Exploring Robotic Care for Dementia with Ralf Vetter
In this deep-dive interview, meet Ralf Vetter, PhD student from the Human-Computer Interaction Research Group at IT:U. His research is positioned between human-computer interaction, psychology, care ethics, and post-humanist theories. His doctoral thesis focuses on robotic care for people living with dementia, blending participatory design with advanced tech in one of the most sensitive areas of care. Some mind-opening insights from this interview:
- Why it’s essential to involve people with dementia in the technology design process
- Ethical challenges when bringing robotics into care
- How to handle consent and readiness for participation
- How an old-fashioned dial phone + AI prototype is sparking connection
Can you briefly walk us through your current research and your doctoral thesis on robotics and dementia care?
My doctoral thesis focuses on how we can design robotic technologies—broadly defined—for use in dementia care contexts. I’ve been conducting this research as part of the FWF-funded research project “Caring Robots” that explores how robotic technologies can support care environments. At first, we made a conscious decision to begin with contextual field studies. Rather than jumping straight into designing technology, we wanted to understand what “good care” means—especially in the context of dementia. For me that meant going directly into care environments to observe and engage with both care professionals and the people receiving care. Or rather, those who perform care together—because care is always a shared activity.
We conducted these studies in Austrian care homes and mobile care settings, with support from our project partner Caritas Wien. I spent time in a long-term care home where most residents lived permanently due to their care needs. About 80% of residents in such settings live with some form of dementia, often alongside other health conditions. I knew those numbers beforehand, but being there in person made it real. Seeing, feeling, and engaging with the people living with dementia had a profound effect on me. That was when I knew I wanted to focus my research specifically on dementia care. People living with dementia are often among the most vulnerable in society. They’re frequently marginalized or excluded from conversations that directly affect them. Due to memory loss and other cognitive symptoms stigmatizing their status in society, their voices often go unheard. That realization shaped one of the core principles of my research: participation.
“My work is rooted in participatory design. I want to involve people with dementia—and the professionals who support them—in the design of the technologies that may one day become part of their daily lives. If these tools are to be meaningful, they must reflect the needs, desires, and lived realities of the people they are intended to support. Giving them a voice in the design process isn’t just respectful — it’s essential to design good technologies.”
You’re tackling a sensitive topic: dementia care. What do you see as the biggest ethical challenge when bringing robotics into such intimate human care spaces?

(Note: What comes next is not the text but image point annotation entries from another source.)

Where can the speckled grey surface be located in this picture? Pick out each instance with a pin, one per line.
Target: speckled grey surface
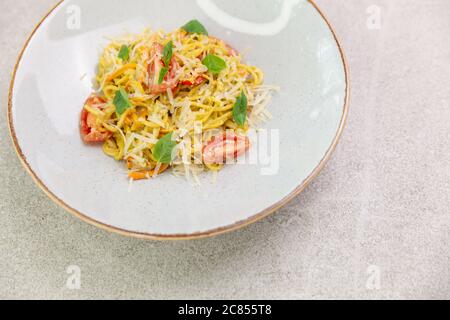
(381, 206)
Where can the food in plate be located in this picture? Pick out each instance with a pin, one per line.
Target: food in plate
(182, 99)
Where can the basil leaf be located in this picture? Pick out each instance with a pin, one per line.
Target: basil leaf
(168, 53)
(163, 152)
(124, 53)
(162, 74)
(240, 110)
(121, 101)
(214, 63)
(194, 26)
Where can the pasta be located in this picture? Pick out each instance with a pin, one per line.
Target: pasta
(182, 99)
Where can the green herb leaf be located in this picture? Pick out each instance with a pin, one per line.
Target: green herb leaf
(121, 101)
(214, 63)
(162, 74)
(168, 53)
(240, 110)
(124, 53)
(194, 26)
(163, 152)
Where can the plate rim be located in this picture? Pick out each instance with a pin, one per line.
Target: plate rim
(199, 235)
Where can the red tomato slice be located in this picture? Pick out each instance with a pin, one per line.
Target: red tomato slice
(225, 147)
(154, 70)
(198, 81)
(88, 126)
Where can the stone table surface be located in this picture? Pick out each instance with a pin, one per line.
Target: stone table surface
(374, 224)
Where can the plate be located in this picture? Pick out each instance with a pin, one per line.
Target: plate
(290, 40)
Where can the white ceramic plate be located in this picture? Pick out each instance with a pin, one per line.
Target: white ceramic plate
(290, 40)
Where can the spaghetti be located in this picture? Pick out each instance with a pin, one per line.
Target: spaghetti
(182, 99)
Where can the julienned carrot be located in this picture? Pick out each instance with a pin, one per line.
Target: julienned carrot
(147, 174)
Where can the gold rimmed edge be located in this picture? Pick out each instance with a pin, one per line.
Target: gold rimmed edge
(206, 234)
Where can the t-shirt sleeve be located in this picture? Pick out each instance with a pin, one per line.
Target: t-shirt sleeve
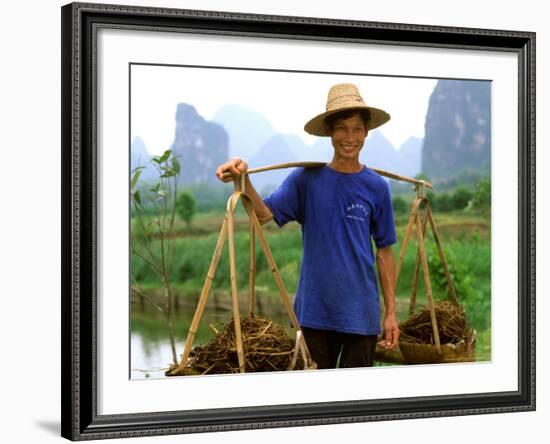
(383, 227)
(286, 202)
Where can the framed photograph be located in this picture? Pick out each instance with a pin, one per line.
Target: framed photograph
(184, 311)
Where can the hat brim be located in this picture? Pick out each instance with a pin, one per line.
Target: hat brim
(317, 127)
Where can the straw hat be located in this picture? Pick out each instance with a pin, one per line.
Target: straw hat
(342, 97)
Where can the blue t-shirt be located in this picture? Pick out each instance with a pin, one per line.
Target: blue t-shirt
(339, 213)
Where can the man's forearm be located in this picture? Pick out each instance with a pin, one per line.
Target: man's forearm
(260, 208)
(386, 273)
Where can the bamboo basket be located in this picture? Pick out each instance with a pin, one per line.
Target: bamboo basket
(463, 351)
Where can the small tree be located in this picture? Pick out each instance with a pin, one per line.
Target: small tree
(154, 209)
(185, 205)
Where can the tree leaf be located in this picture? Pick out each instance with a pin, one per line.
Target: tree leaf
(165, 156)
(176, 165)
(135, 178)
(137, 197)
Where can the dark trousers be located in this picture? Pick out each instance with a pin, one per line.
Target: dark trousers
(354, 350)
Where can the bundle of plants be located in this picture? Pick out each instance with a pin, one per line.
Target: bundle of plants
(451, 323)
(267, 347)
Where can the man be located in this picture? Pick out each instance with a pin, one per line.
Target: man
(340, 206)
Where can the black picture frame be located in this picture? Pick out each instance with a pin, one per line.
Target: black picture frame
(80, 420)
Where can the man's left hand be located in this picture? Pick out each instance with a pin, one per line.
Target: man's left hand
(391, 330)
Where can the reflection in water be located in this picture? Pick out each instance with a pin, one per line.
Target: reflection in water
(150, 352)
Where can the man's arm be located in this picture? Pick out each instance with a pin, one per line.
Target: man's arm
(237, 167)
(386, 273)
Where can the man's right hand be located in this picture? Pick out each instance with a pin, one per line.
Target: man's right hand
(235, 167)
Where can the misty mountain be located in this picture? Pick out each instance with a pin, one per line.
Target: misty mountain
(247, 130)
(201, 146)
(410, 154)
(457, 129)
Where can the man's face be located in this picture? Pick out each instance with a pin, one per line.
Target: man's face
(348, 136)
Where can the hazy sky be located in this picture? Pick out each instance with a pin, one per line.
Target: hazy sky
(287, 100)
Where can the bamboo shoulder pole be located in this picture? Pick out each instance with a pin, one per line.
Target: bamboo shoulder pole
(416, 274)
(233, 277)
(427, 283)
(408, 230)
(252, 271)
(309, 164)
(442, 257)
(204, 294)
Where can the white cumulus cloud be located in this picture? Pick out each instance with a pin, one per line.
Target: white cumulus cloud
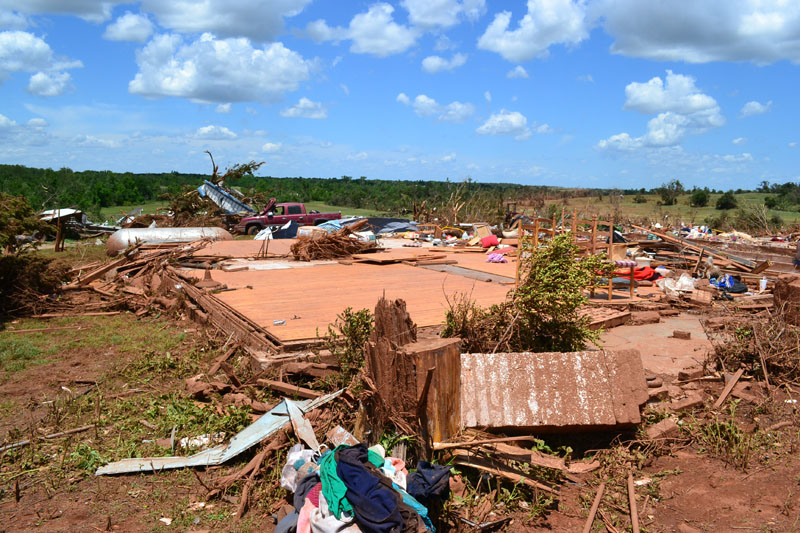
(49, 84)
(680, 108)
(129, 27)
(547, 22)
(217, 70)
(442, 13)
(271, 148)
(305, 108)
(517, 73)
(699, 32)
(676, 93)
(374, 32)
(425, 106)
(258, 20)
(214, 133)
(12, 20)
(506, 123)
(754, 108)
(90, 10)
(22, 51)
(434, 64)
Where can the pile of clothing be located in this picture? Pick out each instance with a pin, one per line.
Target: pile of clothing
(728, 283)
(355, 488)
(639, 274)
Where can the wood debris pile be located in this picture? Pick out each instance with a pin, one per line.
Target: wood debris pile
(341, 243)
(136, 281)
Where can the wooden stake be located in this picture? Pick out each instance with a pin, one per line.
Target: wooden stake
(728, 388)
(587, 527)
(632, 501)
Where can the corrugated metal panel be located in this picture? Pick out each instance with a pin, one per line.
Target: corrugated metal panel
(259, 430)
(551, 391)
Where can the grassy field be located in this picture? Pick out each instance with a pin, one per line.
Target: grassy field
(650, 210)
(681, 212)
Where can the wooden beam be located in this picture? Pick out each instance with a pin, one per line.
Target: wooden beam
(728, 388)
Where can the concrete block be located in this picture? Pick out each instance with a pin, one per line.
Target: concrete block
(693, 401)
(665, 429)
(661, 394)
(552, 391)
(690, 373)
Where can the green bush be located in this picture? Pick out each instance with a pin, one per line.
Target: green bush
(699, 198)
(727, 201)
(541, 315)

The biggest ethical challenge I’ve experienced in my work is that you really need to look very closely at the questions being raised—especially when working with people living with dementia. It’s essential to develop a nuanced understanding of how people, even those with more advanced forms of dementia, express themselves. There’s a common assumption—people may imagine individuals with dementia as repeating themselves or being non-verbal. But spending time in the field, doing ethnographic research, makes it very clear that they do communicate—just differently. Their expressions are often implicit, subtle, and non-verbal. So, as a researcher, you need to be incredibly perceptive and sensitive to those cues to ensure they’re truly participating and comfortable.
Another main challenge is that many of the participants I work with have legal guardians—often close relatives, sometimes a legal entity—who must give consent for their participation in the research. But that’s only the beginning of ethical practice, not the end. Beyond legal consent, we also work with what’s called informed assent—where participants themselves, in the moment, indicate through their behavior, mood, or expressions whether they feel okay about being part of an activity. I’m thinking of one participant who communicates with a smile or a nod—those are the signs I rely on to understand if they’re feeling comfortable and want to take part that day. Developing this kind of sensitivity is a major ethical responsibility when working with this population.

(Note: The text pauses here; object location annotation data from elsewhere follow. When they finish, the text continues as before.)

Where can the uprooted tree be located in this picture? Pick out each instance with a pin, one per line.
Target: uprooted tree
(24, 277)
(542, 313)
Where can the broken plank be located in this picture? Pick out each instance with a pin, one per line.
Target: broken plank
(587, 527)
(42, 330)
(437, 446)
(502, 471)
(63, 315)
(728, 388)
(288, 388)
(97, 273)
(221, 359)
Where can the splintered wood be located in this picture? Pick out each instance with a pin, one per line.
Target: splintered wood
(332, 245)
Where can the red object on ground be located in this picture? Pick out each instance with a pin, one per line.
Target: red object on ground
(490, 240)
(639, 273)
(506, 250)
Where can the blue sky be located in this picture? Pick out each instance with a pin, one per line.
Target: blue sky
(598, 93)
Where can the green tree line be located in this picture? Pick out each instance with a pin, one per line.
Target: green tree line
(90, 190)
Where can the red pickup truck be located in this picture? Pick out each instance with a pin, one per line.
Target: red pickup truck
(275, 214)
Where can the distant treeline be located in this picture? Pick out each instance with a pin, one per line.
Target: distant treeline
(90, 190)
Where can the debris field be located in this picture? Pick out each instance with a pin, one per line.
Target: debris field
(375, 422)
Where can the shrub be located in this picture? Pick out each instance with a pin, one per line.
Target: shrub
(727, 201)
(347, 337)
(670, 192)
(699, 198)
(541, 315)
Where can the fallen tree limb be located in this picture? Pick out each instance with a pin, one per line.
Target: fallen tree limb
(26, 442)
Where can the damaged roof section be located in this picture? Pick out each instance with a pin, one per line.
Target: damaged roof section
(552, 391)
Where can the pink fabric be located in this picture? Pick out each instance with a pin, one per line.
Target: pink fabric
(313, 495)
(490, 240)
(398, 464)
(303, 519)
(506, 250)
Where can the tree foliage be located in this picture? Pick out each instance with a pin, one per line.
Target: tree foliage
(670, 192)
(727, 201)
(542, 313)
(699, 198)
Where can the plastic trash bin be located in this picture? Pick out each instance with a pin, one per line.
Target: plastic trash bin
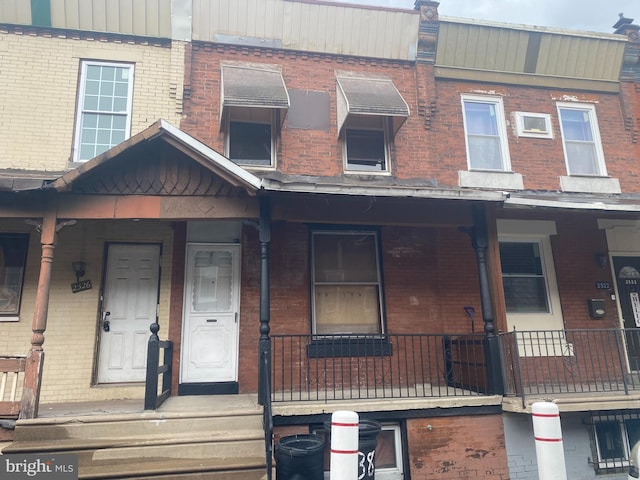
(300, 457)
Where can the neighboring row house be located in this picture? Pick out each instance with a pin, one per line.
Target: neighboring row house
(430, 221)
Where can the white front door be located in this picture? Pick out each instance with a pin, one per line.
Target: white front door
(129, 308)
(210, 317)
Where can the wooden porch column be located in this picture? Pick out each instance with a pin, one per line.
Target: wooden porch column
(480, 241)
(264, 347)
(35, 357)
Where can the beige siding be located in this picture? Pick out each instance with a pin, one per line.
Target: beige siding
(38, 101)
(15, 11)
(135, 17)
(304, 26)
(501, 48)
(71, 327)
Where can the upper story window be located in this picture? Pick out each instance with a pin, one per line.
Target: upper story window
(13, 257)
(485, 133)
(104, 108)
(347, 289)
(581, 139)
(370, 111)
(253, 106)
(366, 145)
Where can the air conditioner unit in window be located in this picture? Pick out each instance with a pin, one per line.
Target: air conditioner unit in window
(533, 124)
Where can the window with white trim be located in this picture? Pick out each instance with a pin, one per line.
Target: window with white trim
(365, 144)
(251, 141)
(103, 117)
(388, 459)
(13, 257)
(615, 434)
(528, 275)
(581, 139)
(347, 289)
(485, 133)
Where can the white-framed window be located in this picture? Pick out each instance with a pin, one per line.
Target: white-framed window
(366, 145)
(13, 257)
(103, 117)
(347, 287)
(535, 125)
(485, 133)
(528, 275)
(251, 136)
(388, 457)
(581, 139)
(615, 434)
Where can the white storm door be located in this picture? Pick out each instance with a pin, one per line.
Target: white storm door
(131, 299)
(210, 317)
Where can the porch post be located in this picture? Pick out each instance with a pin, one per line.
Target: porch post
(479, 239)
(264, 347)
(35, 356)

“It is impossible to replace human care through technology— rather we should strive to create technologies that reflect and promote the values of good care. And part of that is making sure that people with dementia are well supported during the research process. That includes making sure caregivers are involved, monitoring participants’ mood and condition, and ensuring no one is overwhelmed or pressured.”
Can you give an example of how robotics can help in dementia care—or share a prototype you’re currently working on?
One thing I’ve learned through my research is that when it comes to dementia, there’s no one-size-fits-all solution. Dementia itself is an umbrella term for various syndromes—Alzheimer’s is the most common, but there’s also vascular dementia, Lewy-body dementia, and others.
Still, a well-known example—though not from my own research—is a robotic therapy pet called Paro. It looks like a white baby seal. It vibrates, moves its tail, and blinks. Many people with dementia find it comforting; they enjoy cuddling with it and interacting with it. But I can also think of five people I’ve worked with who would immediately throw that seal robot against the wall. So again, it really depends on the person.
In the research with my collaborators, we are now testing a prototype that looks like an old-fashioned dial telephone. When someone picks up the receiver, instead of calling a person, they’re connected to a large language model. It’s designed to have a certain style of conversation, tailored to people with dementia. We further provide the model some background about the individual so it can personalize the responses. We’re still in the early trial phase, and yes, there are technical hiccups—as is typical with prototypes. But what’s interesting is that the participants seem to genuinely enjoy the interaction. The voice of this artificial entity, coming through the phone, seems to offer them something meaningful. It’s not just about the content of the conversation—it’s the act of being listened to, of being acknowledged, that makes a difference. And in many cases, that kind of attention is something they don’t always get in daily life. So yes, I think that’s one way to explain how robotics—or AI-driven tools—can offer support in dementia care.
In your research, you often mention “good dementia care.” How do you define what good means in this context?
That’s a good question—and a tough one. The idea of “good” in dementia care doesn’t have a one-size-fits-all definition either. It depends entirely on the person with dementia—who they are, what they need, how they want to live, and how they want to express themselves. This closely aligns with the principle of person-centered care, which is the prevailing paradigm in dementia care. It means organizing care around the individual’s preferences and values. In that sense, the “good” is not something I define from the outside—it’s something that emerges with the person, through participatory design and engagement.
My research also draws from care theory, particularly the work of Tom Kitwood. He introduced the concept of “personhood” in dementia care in the 1990s, emphasizing that dementia is not just a neurological condition—it’s also shaped by the way society and caregivers interact with the person. So, “good care” is intersubjective. It’s co-created through interactions between the person with dementia and their environment—especially the people and things around them.
That’s where technology comes in. Technologies can influence those interactions and potentially support a more positive, more personalized care experience. So in that way, they can also contribute to what we define as “good.” I do want to emphasize, though, that the “good” shouldn’t be projected externally by researchers or designers. It’s not about imposing our own ideals. At the same time, we can’t entirely remove our perspective—we bring in questions, ideas, and areas we think are important. So there’s a tension there, a balance to strike. And being aware of that balance is a critical part of doing this kind of research responsibly.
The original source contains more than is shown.